Lies Told in Defense of the Truth

Hm can we just take a second to appreciate how beautiful the long stroke on the “Q” in “Quotients” is?

Ah …

Anyways. Hi!

Weʼre here to cut through the lies and talk about the truth behind Haskell/PureScript datatypes!

If you arenʼt familiar with Algebraic Data Types (ADTs), theyʼre great and I highly recommend learning about them.

ADTs are a huge upgrade in expressivity compared to C- or Java-like datatypes, but they still have their limitations. They do a great job at representing the structure of data but fail to capture all of the invariants that apply. These limitations can be seen in informal assumptions that code is expected to maintain when working with particular ADTs.By “informal” I just mean “not written into the programming language one is using” (e.g. Haskell/PureScript).

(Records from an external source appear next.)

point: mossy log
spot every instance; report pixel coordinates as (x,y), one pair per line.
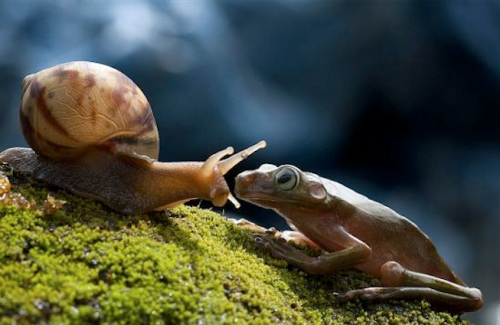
(85,264)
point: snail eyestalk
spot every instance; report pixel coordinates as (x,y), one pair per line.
(209,165)
(233,200)
(227,164)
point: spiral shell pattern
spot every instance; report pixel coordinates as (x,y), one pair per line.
(73,107)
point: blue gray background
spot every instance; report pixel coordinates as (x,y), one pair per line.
(399,100)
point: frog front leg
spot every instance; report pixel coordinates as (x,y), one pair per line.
(354,253)
(401,283)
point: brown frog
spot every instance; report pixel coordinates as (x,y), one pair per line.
(353,232)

Weʼll be exploring how safe interfaces with ADTs actually work (for example, the common approach of “smart constructors”) as well as how more sophisticated type systems (ahem, dependent type systems) can precisely specify the invariants.

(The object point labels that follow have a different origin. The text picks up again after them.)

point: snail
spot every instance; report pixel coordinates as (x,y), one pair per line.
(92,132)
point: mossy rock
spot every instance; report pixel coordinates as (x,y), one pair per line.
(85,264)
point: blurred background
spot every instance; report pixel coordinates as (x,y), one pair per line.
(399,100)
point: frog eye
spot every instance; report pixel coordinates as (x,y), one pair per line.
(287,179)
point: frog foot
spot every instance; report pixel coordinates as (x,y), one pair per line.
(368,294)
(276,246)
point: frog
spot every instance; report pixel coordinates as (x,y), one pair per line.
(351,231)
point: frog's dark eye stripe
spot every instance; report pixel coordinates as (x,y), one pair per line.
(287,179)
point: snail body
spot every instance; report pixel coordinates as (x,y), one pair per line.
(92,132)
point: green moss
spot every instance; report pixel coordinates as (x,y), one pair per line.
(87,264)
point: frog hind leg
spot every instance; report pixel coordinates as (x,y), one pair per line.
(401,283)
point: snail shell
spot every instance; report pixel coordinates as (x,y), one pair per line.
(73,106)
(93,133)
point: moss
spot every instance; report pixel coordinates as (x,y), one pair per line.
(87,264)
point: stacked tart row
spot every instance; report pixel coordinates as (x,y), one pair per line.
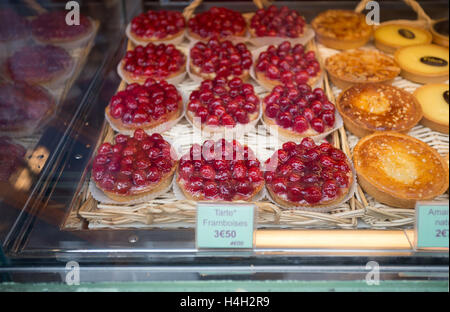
(160,26)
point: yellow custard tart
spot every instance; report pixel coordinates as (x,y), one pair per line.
(399,170)
(390,37)
(368,108)
(423,63)
(434,101)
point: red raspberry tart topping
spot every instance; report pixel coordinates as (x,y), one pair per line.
(220,102)
(220,170)
(145,105)
(217,58)
(36,64)
(288,64)
(11,156)
(12,26)
(154,61)
(132,163)
(298,108)
(52,26)
(21,103)
(277,22)
(309,174)
(219,22)
(158,24)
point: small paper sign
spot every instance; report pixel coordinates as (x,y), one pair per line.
(432,225)
(225,226)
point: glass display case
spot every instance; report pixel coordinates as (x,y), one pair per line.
(49,216)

As usual, I will be giving most code snippets in Haskell/PureScript-ish syntax, and talking about the more theoretical side in Agda-ish syntax.

Background

Properties

Relations

Proofs

Cardinality

Better types

ADTs are great as base types, but we need to.

Subtypes and quotients have a nice duality. For example, quotients are easy to construct while subtypes are easy to destruct.

Subtypes

A subtype refines a base type by whittling it down to only values that satisfy some property.

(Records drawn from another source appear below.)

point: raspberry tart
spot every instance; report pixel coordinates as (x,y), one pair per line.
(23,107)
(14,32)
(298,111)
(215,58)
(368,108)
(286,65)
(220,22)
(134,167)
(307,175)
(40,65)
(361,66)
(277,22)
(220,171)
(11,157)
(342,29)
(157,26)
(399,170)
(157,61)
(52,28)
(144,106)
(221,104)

They do this by pairing the value of the base type with the proof that that value satisfies the subtypeʼs property. If proofs are optimized away, this means that a subtype can have the same representation as its underlying type, but that is tricky to guarantee for type theories.

What this means is that subtypes are difficult to construct (since one needs to provide the proof that the value actually has the property!) but easy to destruct.

Quotients

Quotients are a bit stranger to the programmerʼs sensibility, and yet we will see that they do come up in practice. Quotients allow you to take values of the base type and selectively erase differences between them.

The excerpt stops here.